The Supreme Court baffles me at the moment. At least the unpredictability of its judgments makes for highly suspenseful drama. Regardless, the majority opinion got it right this week. I readily admit to my detractors that we are dealing in shades of gray here. What I would like to draw attention to is the intention behind each decision.
The justices clearly affirmed the valuable contribution that religion makes to civic life. The Ten Commandments monument on the grounds of the Texas Capitol is one of 17 monuments and 21 historical markers that adorn a public park that envelopes the Capitol. Symbolically, the exhibit celebrates that religion has shaped American history and merits a place smack-dab in the middle of the public square.
“Of course, the Ten Commandments are religious,” Chief Justice Rehnquist noted in his comments bolstering the majority opinion. He then added the linchpin: “Simply having religious content or promoting a message consistent with a religious doctrine does not run afoul of the Establishment Clause.”
Some secularists are bent on stripping the role of religion in public life, of course. But they are dead wrong when they take the “separation of church and state” to mean that people of faith should keep their religious sentiments hidden away in the privacy of a closet in their home.
No Christian, Jew, Muslim, or other person of faith should feel coerced to suppress their faith in the workplace, at the social security administration office, or at school. Get over it, secularists, “G–” has never been a taboo subject in American society and never will be. People are free to show up in public wearing their faith on their sleeves.
The Supreme Court ruling against the Kentucky monuments had a quite different intention. In Kentucky, monuments displaying the Ten Commandments were posted alone by orders of county governments. They added secular documents only after a suit was filed – evidence that the government’s motivation was religious, the Court said.

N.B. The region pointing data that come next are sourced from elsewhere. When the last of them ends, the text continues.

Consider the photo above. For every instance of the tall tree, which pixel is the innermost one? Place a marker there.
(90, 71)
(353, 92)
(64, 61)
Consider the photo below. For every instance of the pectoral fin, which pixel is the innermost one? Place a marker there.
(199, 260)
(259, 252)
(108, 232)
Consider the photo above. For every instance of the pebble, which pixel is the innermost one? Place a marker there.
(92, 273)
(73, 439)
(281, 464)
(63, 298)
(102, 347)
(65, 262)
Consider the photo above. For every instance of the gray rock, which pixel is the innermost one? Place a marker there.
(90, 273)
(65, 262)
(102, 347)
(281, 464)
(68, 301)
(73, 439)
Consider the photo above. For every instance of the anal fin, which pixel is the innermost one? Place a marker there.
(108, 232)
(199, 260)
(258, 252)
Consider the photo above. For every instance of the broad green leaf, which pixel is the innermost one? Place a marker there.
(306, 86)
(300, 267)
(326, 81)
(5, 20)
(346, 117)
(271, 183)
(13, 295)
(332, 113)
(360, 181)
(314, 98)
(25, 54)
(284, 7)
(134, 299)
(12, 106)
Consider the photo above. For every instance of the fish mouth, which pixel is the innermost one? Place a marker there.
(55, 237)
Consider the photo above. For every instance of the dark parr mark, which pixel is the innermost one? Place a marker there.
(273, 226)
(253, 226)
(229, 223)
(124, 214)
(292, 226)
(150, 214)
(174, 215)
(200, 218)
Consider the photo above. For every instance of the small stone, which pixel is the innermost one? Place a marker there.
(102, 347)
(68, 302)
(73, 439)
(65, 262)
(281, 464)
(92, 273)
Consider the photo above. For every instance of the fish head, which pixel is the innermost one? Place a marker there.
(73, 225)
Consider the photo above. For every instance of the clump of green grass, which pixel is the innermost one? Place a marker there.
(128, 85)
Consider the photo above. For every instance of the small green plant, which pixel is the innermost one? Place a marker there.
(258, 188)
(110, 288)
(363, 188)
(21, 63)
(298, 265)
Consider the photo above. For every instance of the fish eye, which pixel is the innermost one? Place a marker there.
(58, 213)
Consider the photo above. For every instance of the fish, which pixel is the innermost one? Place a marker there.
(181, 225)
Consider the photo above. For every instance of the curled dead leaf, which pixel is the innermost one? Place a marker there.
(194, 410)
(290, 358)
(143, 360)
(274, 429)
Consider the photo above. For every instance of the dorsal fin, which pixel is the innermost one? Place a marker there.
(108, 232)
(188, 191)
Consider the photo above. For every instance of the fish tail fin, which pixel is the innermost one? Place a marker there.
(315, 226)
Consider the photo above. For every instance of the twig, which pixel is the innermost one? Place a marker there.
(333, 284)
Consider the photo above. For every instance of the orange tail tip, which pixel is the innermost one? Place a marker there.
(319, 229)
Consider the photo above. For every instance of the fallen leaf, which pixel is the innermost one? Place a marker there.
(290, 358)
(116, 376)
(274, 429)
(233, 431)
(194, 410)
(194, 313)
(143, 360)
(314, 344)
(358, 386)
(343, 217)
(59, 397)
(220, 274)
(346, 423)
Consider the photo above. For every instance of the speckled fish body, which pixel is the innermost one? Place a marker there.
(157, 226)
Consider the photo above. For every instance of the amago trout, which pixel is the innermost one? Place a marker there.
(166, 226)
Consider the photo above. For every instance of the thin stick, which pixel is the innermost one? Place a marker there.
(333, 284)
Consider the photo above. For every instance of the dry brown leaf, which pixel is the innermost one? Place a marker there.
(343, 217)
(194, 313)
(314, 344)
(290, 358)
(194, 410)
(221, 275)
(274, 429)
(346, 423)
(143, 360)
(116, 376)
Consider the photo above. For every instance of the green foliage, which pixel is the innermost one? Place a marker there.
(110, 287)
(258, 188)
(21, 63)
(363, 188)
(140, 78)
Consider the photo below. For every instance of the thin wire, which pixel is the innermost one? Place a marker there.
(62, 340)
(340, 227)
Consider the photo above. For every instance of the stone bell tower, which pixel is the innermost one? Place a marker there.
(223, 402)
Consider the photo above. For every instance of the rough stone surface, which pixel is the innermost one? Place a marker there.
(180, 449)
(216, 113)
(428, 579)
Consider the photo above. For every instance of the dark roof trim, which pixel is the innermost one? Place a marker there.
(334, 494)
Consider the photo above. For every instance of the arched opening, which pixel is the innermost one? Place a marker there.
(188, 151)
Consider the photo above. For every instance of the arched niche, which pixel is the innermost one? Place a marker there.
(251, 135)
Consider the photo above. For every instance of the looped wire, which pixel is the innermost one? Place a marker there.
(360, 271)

The key question in each case hinged on whether the display of religious monuments violates the First Amendment’s prohibition against an official “establishment” of religion. The state, in other words, cannot identify itself with a particular religion. American legal tradition thereby protects the integrity of citizens to pursue their own religious traditions without the interference of the state.
Many Christian conservatives interpreted the Kentucky decision as yet another expression of hostility to their faith, and a deviation from the intent of the Constitution’s framers. They operate under the assumption that “America is a Christian nation.” But they are as wrongheaded as the secularists. I, for one, don’t want the government to start speaking for God or claiming God’s blessing, even if it is my faith tradition being referenced. Why would any devout Christian or Jew want a county courthouse to equate its application of law to the deep moral justice that the Ten Commandments demands?
In sum, the intention of the Court’s decision was to undergird the free expression of religion, yet prevent the association of the state with a sole religion. Lest we lose ourselves in the application of law to these two particular cases, can we at least come to agreement regarding the importance of this distinction for American civic life?